La France ne dépend pas du Niger, même pas sur l’uranium, il est le troisième fournisseur, que la France achète à un prix supérieur au marché, une faveur que l’on fait au Niger tout comme les prêts qu’on lui concède où la France perd de l’argent.
La France paye ses errances politiques depuis 60 ans, le conservatisme idéologique des administrateurs sur ces sujets et surtout l’éloignement de l’État français avec le terrain et les populations africaines. On assiste à la fin de la Françafrique, tant mieux, et rien n’aurait pu l’en empêcher, pas même Emmanuel Macron. C’est le sens de l’histoire. En n’intervenant pas au Niger, la France, la France pourrait améliorer par la suite sa relation avec le Niger. La rupture devait se faire, elle est douloureuse mais pas si handicapante, au contraire. Il fallait couper cette relation malsaine.
La France ne dépend pas du Niger, y compris en ce qui concerne l’uranium. Le Niger est le troisième fournisseur en uranium, que la France lui achète à un prix supérieur au marché. C’est une faveur que l’on fait à ce pays tout comme les prêts qu’on lui concède et qui font perdre de l’argent à la France. Ce n’est pas le cas des prêts accordés au Brésil par exemple. Enfin, il faut rappeler que la France via l’Agence française de développement (AFD) alloue environ 800 millions d’euros et l’aide internationale représente 55% du budget de l’État du Niger.
Ne surestime-t-on pas parfois l’influence de la Russie dans la région?

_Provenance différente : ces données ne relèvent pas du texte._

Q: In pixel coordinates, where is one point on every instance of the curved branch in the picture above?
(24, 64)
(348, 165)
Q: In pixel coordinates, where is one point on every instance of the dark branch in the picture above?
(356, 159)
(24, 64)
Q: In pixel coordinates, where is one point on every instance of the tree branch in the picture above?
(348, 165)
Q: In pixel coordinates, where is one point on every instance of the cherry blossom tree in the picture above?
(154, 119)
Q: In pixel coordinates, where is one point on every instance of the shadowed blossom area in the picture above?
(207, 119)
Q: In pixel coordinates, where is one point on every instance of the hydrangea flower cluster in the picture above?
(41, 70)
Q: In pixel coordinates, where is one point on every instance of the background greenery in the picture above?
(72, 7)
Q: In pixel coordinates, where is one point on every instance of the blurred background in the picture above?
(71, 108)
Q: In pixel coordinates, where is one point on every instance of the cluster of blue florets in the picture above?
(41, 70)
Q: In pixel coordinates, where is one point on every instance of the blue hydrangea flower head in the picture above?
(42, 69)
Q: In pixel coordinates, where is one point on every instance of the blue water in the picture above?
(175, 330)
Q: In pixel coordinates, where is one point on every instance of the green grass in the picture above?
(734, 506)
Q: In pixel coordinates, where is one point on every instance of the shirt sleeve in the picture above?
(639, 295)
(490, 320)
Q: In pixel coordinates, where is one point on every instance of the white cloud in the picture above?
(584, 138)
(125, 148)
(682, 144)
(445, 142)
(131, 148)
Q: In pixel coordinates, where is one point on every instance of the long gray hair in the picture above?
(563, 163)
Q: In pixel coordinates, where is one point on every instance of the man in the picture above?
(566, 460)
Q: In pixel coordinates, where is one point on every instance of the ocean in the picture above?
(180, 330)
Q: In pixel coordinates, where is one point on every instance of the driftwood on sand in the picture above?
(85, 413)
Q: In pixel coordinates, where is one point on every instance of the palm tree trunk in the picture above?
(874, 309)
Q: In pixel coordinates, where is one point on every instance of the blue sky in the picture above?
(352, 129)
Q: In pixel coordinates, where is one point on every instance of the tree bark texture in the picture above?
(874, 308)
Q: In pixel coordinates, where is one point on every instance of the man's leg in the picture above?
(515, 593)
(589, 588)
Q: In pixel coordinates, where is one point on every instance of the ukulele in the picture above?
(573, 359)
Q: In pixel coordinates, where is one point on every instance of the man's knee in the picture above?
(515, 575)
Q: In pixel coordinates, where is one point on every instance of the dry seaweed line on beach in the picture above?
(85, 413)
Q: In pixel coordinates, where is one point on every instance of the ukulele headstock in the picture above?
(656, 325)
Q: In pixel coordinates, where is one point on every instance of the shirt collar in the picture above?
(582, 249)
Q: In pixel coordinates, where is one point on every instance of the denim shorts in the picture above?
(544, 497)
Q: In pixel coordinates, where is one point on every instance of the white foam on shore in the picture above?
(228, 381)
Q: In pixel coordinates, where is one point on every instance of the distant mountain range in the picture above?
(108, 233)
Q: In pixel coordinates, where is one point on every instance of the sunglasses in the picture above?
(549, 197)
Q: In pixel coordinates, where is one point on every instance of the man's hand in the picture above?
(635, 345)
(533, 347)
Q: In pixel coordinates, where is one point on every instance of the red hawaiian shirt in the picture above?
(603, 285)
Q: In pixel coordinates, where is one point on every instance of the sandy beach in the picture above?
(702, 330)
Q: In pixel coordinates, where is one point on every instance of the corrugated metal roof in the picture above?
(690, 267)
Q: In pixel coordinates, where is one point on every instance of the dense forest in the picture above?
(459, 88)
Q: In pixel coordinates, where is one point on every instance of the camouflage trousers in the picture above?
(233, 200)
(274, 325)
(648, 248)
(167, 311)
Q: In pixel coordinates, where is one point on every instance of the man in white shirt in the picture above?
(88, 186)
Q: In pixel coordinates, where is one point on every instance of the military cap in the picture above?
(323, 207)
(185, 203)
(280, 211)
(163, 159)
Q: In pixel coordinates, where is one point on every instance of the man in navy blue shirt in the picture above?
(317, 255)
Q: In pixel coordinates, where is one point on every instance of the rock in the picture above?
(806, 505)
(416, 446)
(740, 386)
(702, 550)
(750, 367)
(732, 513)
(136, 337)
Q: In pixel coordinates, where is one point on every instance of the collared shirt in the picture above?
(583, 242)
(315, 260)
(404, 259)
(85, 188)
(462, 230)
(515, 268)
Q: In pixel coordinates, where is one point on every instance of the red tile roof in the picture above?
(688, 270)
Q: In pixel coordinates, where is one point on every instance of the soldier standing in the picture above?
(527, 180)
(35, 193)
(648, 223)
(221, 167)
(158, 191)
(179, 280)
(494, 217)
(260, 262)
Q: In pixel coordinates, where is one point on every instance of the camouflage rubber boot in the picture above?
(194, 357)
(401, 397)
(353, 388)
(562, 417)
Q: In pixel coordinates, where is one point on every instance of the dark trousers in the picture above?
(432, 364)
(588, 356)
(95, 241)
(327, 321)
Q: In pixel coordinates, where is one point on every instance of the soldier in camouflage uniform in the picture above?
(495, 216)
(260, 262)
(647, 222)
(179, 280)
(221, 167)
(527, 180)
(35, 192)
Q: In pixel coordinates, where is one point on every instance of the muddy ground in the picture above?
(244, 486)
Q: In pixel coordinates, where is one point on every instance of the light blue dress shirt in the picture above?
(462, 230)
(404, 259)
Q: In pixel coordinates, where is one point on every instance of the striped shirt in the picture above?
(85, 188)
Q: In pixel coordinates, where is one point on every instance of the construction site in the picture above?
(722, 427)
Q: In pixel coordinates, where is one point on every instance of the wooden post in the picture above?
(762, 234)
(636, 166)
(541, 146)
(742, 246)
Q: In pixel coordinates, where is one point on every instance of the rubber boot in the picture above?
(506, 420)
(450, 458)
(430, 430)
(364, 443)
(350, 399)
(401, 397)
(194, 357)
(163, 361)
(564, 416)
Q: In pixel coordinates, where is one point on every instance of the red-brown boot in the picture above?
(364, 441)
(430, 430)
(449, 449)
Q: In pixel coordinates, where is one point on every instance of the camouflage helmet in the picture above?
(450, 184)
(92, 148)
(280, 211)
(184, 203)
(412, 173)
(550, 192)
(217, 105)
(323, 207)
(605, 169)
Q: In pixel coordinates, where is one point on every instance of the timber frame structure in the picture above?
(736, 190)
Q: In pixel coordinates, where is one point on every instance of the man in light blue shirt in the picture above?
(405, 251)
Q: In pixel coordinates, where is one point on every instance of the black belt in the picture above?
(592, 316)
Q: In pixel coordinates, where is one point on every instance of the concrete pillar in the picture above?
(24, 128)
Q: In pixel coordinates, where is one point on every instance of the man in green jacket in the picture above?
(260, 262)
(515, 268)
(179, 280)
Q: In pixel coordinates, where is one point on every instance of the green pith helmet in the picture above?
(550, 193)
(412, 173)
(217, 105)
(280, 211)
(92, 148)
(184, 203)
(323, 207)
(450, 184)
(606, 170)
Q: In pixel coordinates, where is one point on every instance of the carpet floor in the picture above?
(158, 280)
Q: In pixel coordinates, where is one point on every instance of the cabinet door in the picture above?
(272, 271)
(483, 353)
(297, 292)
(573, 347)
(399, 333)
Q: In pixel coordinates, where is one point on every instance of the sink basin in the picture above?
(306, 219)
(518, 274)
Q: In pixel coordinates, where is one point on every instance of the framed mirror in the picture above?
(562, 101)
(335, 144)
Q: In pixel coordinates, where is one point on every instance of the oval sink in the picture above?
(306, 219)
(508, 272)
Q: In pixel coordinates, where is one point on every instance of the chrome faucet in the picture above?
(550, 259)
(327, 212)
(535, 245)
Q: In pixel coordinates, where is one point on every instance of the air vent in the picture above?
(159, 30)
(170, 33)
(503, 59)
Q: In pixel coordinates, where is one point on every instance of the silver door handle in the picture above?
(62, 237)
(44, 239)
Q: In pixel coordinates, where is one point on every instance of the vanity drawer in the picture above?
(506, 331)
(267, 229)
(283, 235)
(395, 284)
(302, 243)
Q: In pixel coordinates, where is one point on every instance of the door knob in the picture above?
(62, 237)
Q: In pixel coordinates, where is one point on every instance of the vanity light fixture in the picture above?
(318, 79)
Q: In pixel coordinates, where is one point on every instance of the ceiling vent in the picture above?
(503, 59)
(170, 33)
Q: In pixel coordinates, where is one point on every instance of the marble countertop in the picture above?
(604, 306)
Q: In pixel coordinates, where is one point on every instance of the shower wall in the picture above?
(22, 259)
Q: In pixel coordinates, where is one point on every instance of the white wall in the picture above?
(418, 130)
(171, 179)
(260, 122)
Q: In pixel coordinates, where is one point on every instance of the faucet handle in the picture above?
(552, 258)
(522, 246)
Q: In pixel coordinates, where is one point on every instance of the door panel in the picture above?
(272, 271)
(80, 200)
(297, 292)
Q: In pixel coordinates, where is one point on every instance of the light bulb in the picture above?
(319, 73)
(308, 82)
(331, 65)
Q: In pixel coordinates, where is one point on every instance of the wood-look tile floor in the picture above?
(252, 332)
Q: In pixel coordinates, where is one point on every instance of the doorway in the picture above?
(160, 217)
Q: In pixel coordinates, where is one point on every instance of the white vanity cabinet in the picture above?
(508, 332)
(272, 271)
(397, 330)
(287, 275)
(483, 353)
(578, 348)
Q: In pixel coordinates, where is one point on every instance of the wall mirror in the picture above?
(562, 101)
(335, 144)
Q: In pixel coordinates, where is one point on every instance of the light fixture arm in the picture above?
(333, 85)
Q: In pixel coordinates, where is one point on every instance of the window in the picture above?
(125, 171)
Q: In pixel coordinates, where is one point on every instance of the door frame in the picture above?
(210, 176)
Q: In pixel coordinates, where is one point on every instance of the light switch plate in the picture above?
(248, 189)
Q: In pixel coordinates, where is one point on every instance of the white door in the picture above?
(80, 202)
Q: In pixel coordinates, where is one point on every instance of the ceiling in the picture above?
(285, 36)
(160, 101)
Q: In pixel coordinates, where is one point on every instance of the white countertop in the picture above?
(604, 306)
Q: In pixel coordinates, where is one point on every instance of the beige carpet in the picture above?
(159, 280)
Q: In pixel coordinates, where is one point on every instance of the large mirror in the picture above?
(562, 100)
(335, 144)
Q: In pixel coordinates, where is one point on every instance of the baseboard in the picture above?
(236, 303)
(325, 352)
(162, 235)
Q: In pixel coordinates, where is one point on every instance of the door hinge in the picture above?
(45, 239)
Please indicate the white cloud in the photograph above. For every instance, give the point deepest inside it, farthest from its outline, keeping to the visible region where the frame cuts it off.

Pour la Russie c’est plus subtil, il y a depuis le 24 juin dernier une réelle dualité entre Wagner, d’Evguei Prigogine et la Russie de Vladimir Poutine. D’ailleurs, il faut noter que la Russie a condamné le putsch -on peut le comprendre compte tenu de ce qu’a lui-même vécu Vladimir Poutine- tandis que le patron de Wagner s’est exprimé pour soutenir les putschistes. Les drapeaux russes dans cette affaire nigérienne ont été distribués de façon totalement opportuniste, à la dernière minute, par les hommes de Wagner sur place. Il n’y a aucun lien avec le déroulé du coup d’État. Il convient d’être prudent et je suis totalement en désaccord avec l’analyse portée par quelques collègues qui affirment que c’est la résultante du groupe paramilitaire. Ce serait leur donner plus de force qu’ils n’en ont pas réellement et cela participe à leur propre promotion.
Pour autant, la Russie influe-t-elle de la même manière au Niger qu’au Mali ou ailleurs?
Non avant le coup d’État, la présence de Wagner au Niger avait été localisée comme étant «en repérage» certainement à la recherche du maillon faible pour une prochaine présence. Au Mali c’est totalement différent, les éléments de Wagner ne se cachent pas, au contraire et ils y sont comme chez eux. Il faut rappeler qu’avant le putsch, le président Bazoum était l’allié stratégique de la France. Ce qu’il faut donc comprendre, c’est que du côté de l’État, la Russie n’avait aucune prise. Néanmoins sur les réseaux sociaux et à la radio -via des messages de propagande- Wagner était en première ligne, contrairement au pouvoir russe.